48 There was no significant submission by the respondents that, if so much were to be established, this Court should not find some injury caused to Mr Galea by reason of the defective seat, and by the truck's bouncing on potholes during the five to ten kilometres of potholed road described by Mr Galea. In my opinion, having regard to the lack of relevant symptoms prior to the incident, the early onset of symptoms after the incident, and the medical evidence, particularly that of Dr Conrad, this Court should make that finding. The evidence of Dr Reid and Dr Maxwell (medical experts called for the respondents) in my opinion goes more to the extent and the consequences of any such injury, than to the question whether there was any injury at all: Dr Reid put the contribution of the incident to Mr Galea's condition at no more than one-tenth (Blue 212); and Dr Maxwell said his pre-existing condition was "primarily" responsible for his subsequent symptoms and his operation (Blue 228). The questions of what precisely caused the injury, and of the seriousness and consequences of the injury, are other matters; and I will return to the former when I consider whether the case is governed by the Motor Accidents Compensation Act, and to the latter if and when I consider the question of damages.

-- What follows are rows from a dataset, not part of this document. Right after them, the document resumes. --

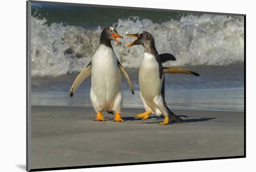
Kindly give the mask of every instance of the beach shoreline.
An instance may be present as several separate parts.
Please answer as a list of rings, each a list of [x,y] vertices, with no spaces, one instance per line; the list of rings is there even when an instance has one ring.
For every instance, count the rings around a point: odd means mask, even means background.
[[[92,108],[32,106],[32,168],[244,155],[243,112],[173,110],[185,122],[162,126],[122,111],[124,122],[94,122]]]

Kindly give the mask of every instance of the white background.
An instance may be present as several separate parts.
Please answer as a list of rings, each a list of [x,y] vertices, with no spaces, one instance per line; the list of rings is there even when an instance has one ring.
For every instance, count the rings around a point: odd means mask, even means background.
[[[56,0],[52,0],[56,1]],[[256,15],[253,1],[59,0],[61,2],[103,4],[247,14],[247,158],[246,159],[82,169],[61,172],[255,171],[256,162],[254,96],[256,62]],[[3,0],[0,10],[0,171],[25,170],[26,165],[26,1]],[[255,164],[254,164],[255,165]]]

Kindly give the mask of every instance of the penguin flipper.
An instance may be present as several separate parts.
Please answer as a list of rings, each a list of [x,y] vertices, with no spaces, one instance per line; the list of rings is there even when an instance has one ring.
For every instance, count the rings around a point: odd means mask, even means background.
[[[125,70],[124,70],[124,68],[123,67],[123,66],[119,62],[119,60],[118,61],[118,67],[119,67],[119,69],[120,69],[120,70],[121,71],[122,73],[123,74],[123,75],[125,77],[126,80],[127,80],[127,81],[128,82],[128,84],[129,84],[129,86],[130,86],[130,89],[132,91],[132,93],[133,93],[133,94],[134,94],[134,89],[133,88],[133,84],[132,83],[132,81],[131,81],[131,79],[130,79],[130,78],[129,78],[129,76],[128,75],[128,74],[125,71]]]
[[[164,67],[163,70],[165,73],[167,73],[188,74],[195,76],[200,76],[198,73],[196,72],[180,67]]]
[[[88,65],[85,67],[76,77],[76,78],[72,85],[72,86],[71,86],[70,91],[69,91],[70,97],[73,96],[74,94],[84,80],[91,74],[91,68],[92,62],[91,61]]]
[[[159,55],[162,63],[167,62],[169,60],[176,60],[176,58],[172,54],[168,53],[164,53]]]

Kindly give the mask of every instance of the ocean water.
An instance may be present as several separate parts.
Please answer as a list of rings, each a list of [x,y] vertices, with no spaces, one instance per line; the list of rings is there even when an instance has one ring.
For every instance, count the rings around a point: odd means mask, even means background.
[[[123,107],[142,108],[138,72],[141,46],[127,48],[125,37],[151,33],[159,53],[176,60],[164,64],[198,73],[200,77],[166,74],[166,101],[172,109],[243,111],[244,21],[241,16],[34,4],[31,19],[33,105],[91,106],[90,77],[73,98],[69,91],[99,46],[106,26],[124,36],[112,42],[130,75],[132,95],[122,81]]]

49 On the findings I have made, in my opinion Bagtrans did breach its duty of care to Mr Galea, in failing to attend within reasonable time to correcting a potentially dangerous defect to which its attention had been drawn, and in giving Mr Galea the incorrect information that the seat had been fixed; and these breaches of duty did cause injury to Mr Galea. Thus the cause of action in negligence was made out against Bagtrans.